Welcome to the Automaker Tariff Tracker, a comprehensive, real-time playbook for OEM guidance on the evolving tariff landscape—and what dealers can expect.
AUDI $AUDVF ( ▼ 7.62% )

Audi may be eyeing a $4.6 billion factory in the southern U.S. as it looks for ways to ease tariff exposure, per Der Spiegel via Automotive News.
Sources say the Q5—Audi’s bestseller, currently built in Mexico—is a top candidate for U.S. production, though the Q3 (Hungary) and Q7 (Slovakia) are also on the table.
The move would mark a major shift as the brand navigates the Trump administration’s import fees, which initially put a hold on Audi vehicles arriving at U.S. ports after April 2.
Audi’s official word for now? “We continue to evaluate various options but have nothing to share at this time.”
BMW $BMWYY ( 0.0% )

BMW has been navigating tariffs on multiple fronts, and it’s starting to show.
After modest price hikes on May 1 (per dealer memos obtained by CDG), BMW followed up with another round on July 1: average increases of 1.9%, with performance trims like the X5M climbing as much as $2,500, according to Motor1.
CEO Oliver Zipse said in May (via The Guardian) that he expected U.S. tariffs to ease by July as trade deals took shape—but so far, no relief.
Instead, BMW now says tariffs from the U.S., EU, and China could cost it €1 billion this year, with EU levies on Chinese-made EVs alone hitting about €100 million in Q1.
In the meantime: The brand’s Spartanburg, South Carolina plant remains its key buffer shield against tariffs.
FORD $F ( ▼ 0.93% )

Ford’s “From America, For America” employee pricing promo wrapped on July 4.
Now, the brand is going all in on a new pitch: “Zero, Zero, Zero.”
As of July 8, Ford is offering $0 down, 0% interest for 48 months, and no payments for 90 days on most vehicles under select terms.
The 2025 model year Raptor, Bronco Sport, Bronco, Expedition, Maverick, Ranger, Transit, Super Duty, and Lincoln Navigator are excluded, according to Ford.
“Employee pricing for all was easy to understand and resonated with customers,” Rob Kaffl, director of U.S. sales and dealer relations, wrote on July 8. “But we also heard from our Ford and Lincoln dealers that more customers could benefit if we could reduce the upfront, out-of-pocket expense to buy or lease a vehicle.
The summer campaign also offers a two-year Ford Protect Premium Maintenance Plan to help cover cost-of-ownership basics like oil changes and tire rotations.
Beyond that: Kaffl announced that Ford will be extending its Power Promise through Sept. 30, becoming one of the first OEMs to nod to the looming EV tax credit deadline.

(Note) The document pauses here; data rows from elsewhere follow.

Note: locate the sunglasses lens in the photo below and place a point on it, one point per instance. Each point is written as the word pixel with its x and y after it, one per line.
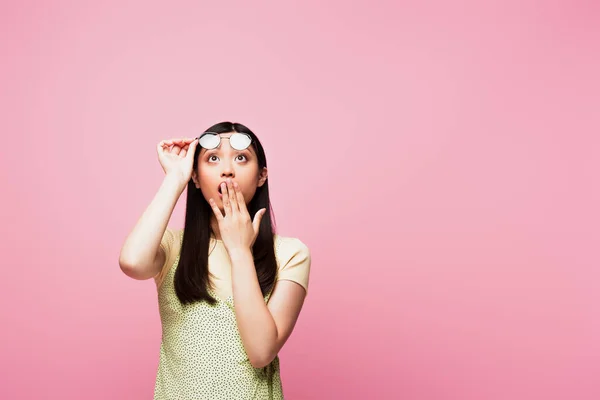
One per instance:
pixel 240 141
pixel 209 141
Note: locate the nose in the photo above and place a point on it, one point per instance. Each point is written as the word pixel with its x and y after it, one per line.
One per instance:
pixel 228 171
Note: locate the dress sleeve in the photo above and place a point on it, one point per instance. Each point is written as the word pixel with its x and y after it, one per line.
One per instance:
pixel 294 261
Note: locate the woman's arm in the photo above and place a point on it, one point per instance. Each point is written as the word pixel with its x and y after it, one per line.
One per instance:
pixel 264 328
pixel 141 256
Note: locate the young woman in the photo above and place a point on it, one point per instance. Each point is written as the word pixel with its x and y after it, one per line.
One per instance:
pixel 212 346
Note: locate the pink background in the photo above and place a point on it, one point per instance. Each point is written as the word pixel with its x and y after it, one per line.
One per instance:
pixel 440 161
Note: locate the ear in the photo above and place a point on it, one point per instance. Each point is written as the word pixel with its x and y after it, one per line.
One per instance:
pixel 195 179
pixel 262 177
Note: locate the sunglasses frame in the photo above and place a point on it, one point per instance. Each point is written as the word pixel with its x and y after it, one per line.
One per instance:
pixel 220 138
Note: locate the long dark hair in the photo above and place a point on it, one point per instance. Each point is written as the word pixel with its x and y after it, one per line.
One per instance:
pixel 191 276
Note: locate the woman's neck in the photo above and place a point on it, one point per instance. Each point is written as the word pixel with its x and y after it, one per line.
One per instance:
pixel 214 225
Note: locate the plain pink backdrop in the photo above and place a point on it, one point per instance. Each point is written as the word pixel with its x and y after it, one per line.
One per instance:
pixel 440 159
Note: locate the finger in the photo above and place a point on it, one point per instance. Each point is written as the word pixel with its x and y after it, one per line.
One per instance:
pixel 192 148
pixel 232 196
pixel 240 198
pixel 215 209
pixel 226 201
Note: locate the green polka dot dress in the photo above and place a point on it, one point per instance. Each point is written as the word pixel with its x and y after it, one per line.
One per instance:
pixel 201 353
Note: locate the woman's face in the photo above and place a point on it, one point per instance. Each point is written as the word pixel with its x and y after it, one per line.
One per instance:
pixel 216 165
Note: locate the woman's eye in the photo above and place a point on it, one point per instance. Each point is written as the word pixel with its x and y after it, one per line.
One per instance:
pixel 240 157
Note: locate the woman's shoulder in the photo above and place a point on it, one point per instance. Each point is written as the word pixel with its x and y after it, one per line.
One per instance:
pixel 288 242
pixel 288 247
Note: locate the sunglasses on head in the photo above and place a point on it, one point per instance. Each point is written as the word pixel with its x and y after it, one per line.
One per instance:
pixel 211 140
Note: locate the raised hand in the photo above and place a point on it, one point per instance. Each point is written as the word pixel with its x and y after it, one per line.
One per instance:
pixel 176 157
pixel 238 230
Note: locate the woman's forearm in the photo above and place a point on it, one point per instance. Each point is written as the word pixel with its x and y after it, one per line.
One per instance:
pixel 255 322
pixel 142 243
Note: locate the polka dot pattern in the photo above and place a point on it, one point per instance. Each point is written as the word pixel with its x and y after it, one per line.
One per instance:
pixel 202 355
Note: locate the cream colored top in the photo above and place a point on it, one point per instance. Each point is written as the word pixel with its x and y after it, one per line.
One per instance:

GM is putting $4 billion into its U.S. plants over the next two years as it works to offset the $5 billion tariff hit it’s bracing for this year (per a GM release).
The plan: Spring Hill will start building gas Blazers, Fairfax will add Equinox production—both by 2027—and Michigan’s Orion plant is shifting from EV trucks to gas SUVs and pickups.
CEO Mary Barra frames it as a push for customer choice and U.S. jobs, but the goal is clear: GM’s boosting domestic output past 2 million units annually to stay competitive as tariffs reshape the playing field.
HONDA $HMC ( ▲ 0.3% )

Honda remains in wait-and-see mode, even months into the tariff shakeup.
The latest: During the OEM’s May 20 business strategy briefing, CEO Toshihiro Mibe said the company would not rush into a major North American factory overhaul until it sees how trade talks evolve and how the U.S. midterm elections play out.
While several sources have pointed out that Honda has shifted some Civic hybrid and CR-V production to U.S. plants to soften tariff hits, Mibe warned that additional “drastic revisions” could come if tariffs stick long-term.
For now: Major new investments or sweeping changes to Honda’s footprint seem unlikely.
HYUNDAI $HYMTF ( ▼ 2.66% )

Hyundai is holding prices steady for now, denying reports that it’s raised sticker prices after its price protection window ended on June 2.
The company says its June review was standard, and not tied to tariffs, even as speculation swirled that hikes were coming to offset the hit from Trump’s 25% import duties.
The reality? With just 26% of its U.S. sales coming from domestic production, most of Hyundai’s lineup remains exposed.
Yes, brand is ramping up U.S. output, including shifting some Tucson builds from Mexico to Alabama and launching EV production at its new Georgia plant—but imports still dominate the mix.
Big picture: Hyundai’s pricing moves in the coming weeks will show how long it can hold the line.
INFINITI

Guidance shared by Infiniti in April revealed that production of the Infiniti QX50 and QX55 is paused “until further notice.”
The details:
QX50 and QX55 models now carry a 52% total tariff (25% new + 27% from March).
QX80 is hit with a separate 25% tariff.
Marketing-wise, April incentive programs remain unchanged.
Current showroom inventory remains tariff-free, and dealers are encouraged to move those units while they can.
Looking ahead: Infiniti is planning to share more guidance during the April 11 all-retailer broadcast.
JAGUAR LAND ROVER

Jaguar Land Rover and other U.K. automakers will get some tariff relief under a new U.S.-U.K. trade deal announced in May, per Automotive Manufacturing Solutions.
The agreement caps tariffs on U.K.-built vehicles at 10%—down from the 25% rate imposed in April—but imposes a strict 100,000-unit annual quota. Any exports beyond that face the full 27.5% tariff.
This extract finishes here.